Taking this a step further are a bunch of creative titles on the 3DS that edge us away from combat towards educational experiences. The original Art Academy, Flipnote Studio and Colors! 3D each offer genuine creative output for children and parents.
This month I’ve been putting that to the test with Pokémon Art Academy. As soon as the parents I talked to heard that it was a Pokémon game, they expected the drawing side to be secondary to the battling and collecting. However, as you’ll know if you've already tried it, Pokémon Art Academy offers as comprehensive a drawing lesson as you would find in school.
Watch someone work with the stylus to create a range of Pokémon-themed art and it is clear that real skill and technique is being developed here. This is all the more significant because of the Pokémon theme – it means that parents are less likely to assume other games are just about entertainment or fighting simply because of their familiar characters.

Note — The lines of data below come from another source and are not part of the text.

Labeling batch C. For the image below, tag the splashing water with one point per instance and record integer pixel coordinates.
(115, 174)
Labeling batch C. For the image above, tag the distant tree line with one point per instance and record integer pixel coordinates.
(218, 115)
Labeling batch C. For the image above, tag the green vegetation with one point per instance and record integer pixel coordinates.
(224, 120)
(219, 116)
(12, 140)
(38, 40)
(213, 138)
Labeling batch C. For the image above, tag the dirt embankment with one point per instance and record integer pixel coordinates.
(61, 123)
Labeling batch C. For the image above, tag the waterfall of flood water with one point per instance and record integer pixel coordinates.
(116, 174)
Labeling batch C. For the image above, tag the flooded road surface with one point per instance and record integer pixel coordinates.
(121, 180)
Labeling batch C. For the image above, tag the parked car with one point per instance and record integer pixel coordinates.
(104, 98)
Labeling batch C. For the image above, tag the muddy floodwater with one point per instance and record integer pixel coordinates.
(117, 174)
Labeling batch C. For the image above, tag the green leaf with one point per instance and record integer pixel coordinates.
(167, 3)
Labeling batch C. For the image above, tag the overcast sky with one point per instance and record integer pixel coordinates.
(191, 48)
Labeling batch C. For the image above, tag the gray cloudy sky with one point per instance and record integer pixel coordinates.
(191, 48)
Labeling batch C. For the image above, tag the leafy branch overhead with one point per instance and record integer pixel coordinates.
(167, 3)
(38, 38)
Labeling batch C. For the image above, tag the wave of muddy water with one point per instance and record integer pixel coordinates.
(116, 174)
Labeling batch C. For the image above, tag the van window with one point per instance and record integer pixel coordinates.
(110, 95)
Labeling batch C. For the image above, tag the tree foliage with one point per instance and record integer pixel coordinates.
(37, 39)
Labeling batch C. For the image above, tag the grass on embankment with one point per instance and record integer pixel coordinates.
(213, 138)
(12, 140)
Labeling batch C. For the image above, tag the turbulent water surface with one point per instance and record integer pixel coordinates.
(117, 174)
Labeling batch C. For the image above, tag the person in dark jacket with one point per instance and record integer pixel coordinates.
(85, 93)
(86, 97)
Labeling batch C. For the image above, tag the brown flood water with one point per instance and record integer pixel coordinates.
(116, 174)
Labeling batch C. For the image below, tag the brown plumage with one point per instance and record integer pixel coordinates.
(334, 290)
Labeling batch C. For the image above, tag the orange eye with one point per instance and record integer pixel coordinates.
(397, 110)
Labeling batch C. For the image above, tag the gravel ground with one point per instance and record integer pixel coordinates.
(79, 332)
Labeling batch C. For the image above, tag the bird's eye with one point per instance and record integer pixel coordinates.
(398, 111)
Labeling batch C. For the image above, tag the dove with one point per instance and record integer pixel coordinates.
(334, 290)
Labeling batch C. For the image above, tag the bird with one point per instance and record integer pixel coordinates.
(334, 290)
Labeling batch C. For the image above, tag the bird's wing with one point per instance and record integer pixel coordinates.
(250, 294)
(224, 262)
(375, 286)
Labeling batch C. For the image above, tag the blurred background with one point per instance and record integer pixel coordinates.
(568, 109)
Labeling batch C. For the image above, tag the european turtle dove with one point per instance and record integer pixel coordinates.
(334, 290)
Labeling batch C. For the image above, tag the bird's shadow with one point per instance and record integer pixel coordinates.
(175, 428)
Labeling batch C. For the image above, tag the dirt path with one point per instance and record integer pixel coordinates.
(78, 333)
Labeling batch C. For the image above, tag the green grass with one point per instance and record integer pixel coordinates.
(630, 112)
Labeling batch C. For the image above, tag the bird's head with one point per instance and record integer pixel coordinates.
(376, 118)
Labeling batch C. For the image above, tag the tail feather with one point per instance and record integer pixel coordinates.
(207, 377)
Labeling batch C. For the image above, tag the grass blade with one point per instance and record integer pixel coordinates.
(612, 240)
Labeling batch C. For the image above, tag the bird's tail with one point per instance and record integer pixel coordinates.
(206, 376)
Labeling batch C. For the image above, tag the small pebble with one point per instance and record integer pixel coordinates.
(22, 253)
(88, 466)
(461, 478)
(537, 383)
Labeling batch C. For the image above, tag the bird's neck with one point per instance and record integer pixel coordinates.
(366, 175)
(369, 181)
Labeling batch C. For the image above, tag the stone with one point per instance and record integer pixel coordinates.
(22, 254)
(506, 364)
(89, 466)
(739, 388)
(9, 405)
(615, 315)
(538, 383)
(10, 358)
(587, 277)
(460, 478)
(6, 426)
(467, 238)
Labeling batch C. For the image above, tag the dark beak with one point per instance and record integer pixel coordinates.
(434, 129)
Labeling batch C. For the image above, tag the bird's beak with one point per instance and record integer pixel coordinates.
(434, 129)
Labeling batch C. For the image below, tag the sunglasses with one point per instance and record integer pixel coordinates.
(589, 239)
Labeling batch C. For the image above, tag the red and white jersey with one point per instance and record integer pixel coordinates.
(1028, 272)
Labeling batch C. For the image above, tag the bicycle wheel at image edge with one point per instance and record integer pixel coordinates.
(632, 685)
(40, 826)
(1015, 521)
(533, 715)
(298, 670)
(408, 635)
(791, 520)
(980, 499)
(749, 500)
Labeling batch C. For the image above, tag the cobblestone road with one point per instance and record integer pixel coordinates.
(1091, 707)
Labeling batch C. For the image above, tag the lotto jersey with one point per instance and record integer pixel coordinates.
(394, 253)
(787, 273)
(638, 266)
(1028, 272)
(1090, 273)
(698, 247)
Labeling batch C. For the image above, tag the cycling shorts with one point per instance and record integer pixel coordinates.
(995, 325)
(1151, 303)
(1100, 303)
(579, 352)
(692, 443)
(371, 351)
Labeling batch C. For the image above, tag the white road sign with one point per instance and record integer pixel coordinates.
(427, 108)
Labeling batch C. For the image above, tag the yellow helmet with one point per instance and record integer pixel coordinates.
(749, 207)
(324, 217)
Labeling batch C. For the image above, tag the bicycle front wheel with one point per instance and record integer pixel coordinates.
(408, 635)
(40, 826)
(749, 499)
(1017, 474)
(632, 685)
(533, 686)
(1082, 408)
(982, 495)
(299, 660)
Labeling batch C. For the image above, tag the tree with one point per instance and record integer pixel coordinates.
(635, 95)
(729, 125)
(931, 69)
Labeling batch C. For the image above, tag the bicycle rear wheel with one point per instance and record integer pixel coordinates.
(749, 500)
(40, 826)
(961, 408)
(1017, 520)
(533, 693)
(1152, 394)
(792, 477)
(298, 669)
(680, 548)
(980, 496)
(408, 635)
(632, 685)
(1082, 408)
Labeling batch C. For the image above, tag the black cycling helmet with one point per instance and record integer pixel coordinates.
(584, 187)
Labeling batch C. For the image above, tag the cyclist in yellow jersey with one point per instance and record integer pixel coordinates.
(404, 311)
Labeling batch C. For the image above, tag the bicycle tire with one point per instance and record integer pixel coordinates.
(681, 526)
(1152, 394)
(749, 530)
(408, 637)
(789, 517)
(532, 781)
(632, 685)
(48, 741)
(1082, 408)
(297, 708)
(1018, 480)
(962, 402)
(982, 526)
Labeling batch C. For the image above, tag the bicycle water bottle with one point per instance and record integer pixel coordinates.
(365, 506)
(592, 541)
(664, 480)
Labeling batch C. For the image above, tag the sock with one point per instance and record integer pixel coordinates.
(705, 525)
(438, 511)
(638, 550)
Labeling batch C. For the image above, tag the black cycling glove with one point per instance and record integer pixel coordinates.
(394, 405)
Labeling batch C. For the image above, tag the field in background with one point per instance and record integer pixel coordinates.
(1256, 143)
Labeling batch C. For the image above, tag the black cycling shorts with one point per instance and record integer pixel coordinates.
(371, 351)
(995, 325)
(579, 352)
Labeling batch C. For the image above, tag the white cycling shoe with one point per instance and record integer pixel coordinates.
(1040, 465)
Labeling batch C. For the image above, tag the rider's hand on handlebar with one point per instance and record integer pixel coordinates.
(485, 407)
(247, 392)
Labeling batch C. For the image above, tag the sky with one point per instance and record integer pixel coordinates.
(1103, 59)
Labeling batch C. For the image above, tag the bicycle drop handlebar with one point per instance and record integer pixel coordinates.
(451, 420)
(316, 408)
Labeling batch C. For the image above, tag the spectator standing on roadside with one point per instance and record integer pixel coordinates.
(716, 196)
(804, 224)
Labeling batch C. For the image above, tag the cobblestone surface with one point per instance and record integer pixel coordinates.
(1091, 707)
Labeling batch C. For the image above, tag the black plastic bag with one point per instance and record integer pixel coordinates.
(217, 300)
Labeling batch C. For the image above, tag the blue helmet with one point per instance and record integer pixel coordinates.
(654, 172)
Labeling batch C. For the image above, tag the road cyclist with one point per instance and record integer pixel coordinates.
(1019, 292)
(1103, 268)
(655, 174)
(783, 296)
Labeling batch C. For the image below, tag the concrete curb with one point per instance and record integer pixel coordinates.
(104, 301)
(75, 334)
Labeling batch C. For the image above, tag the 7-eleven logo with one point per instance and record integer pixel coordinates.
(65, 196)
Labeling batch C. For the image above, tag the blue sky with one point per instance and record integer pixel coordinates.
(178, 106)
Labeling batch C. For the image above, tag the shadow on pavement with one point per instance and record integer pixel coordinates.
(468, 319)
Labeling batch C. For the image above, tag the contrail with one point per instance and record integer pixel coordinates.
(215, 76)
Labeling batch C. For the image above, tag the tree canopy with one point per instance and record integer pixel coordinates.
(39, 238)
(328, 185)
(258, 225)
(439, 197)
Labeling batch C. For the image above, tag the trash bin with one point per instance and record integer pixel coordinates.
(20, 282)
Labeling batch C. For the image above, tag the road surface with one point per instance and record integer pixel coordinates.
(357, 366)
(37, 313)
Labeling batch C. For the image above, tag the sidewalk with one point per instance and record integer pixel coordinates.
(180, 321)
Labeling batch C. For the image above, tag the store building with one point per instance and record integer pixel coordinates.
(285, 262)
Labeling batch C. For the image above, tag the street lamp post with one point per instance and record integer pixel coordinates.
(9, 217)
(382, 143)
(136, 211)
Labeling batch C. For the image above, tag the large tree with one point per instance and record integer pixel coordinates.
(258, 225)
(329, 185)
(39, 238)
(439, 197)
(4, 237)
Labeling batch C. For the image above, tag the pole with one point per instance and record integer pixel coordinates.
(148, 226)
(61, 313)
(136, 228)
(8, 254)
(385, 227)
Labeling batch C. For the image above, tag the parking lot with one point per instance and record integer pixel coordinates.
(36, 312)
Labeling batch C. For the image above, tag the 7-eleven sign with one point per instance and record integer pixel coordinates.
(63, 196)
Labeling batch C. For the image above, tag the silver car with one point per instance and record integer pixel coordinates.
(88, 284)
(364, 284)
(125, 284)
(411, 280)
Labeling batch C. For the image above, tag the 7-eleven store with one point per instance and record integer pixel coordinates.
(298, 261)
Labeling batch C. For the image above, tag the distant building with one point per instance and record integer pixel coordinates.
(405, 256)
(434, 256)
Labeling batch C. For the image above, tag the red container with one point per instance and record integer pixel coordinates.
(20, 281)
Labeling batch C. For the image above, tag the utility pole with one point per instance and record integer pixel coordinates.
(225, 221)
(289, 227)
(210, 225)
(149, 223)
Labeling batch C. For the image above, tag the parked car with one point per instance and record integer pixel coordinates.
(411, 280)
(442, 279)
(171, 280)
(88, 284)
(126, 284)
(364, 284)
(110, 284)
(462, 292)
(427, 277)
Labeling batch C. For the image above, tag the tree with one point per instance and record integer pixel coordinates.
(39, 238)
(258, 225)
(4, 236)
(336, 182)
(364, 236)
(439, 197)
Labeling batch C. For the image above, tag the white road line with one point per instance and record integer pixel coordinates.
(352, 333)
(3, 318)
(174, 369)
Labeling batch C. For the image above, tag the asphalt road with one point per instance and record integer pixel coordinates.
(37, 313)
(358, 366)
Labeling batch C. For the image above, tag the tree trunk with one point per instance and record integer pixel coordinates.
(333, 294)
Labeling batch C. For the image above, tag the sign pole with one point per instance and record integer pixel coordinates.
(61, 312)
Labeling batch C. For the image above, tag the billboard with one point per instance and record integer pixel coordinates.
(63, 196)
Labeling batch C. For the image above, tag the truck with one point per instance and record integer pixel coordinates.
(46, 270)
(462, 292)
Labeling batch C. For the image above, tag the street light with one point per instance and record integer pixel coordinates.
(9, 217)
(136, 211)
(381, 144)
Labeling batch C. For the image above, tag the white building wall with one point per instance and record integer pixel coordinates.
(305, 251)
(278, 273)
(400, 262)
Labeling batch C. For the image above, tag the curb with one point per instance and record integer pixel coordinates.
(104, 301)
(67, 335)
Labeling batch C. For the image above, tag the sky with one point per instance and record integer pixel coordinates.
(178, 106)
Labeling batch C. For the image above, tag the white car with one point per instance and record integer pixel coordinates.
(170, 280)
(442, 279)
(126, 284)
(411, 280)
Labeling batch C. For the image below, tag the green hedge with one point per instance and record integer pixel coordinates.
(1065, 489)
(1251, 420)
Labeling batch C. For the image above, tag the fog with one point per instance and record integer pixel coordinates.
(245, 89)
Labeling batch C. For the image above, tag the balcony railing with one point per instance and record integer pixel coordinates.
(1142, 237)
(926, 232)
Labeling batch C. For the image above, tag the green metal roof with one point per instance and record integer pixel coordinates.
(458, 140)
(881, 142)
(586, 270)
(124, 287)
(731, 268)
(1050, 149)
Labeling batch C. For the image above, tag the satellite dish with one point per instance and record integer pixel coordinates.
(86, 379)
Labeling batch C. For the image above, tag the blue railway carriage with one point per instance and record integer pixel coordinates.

While things start at a low level so that players of all ages can make progress, the game soon opens out to offer a real challenge to players and artists of all abilities. In the families I've worked with, some have even been inspired to revisit skills they had forgotten they’d learnt at school.
While there is no one-size-fits-all answer to helping families get more out of games, when progress is made they are always keen to benefit from what video games have to offer them. The Holy Grail here is to get parents leading the way in their family’s choices and play patterns. Games like Pokémon Art Academy seem to do this well.
That’s my experience with family gaming, but what is yours? Perhaps we could put together a list of the most surprising family games Nintendo has to offer? All those hidden gems that not only work with young players but engage us in unexpected ways and offer experiences we wouldn't now be without.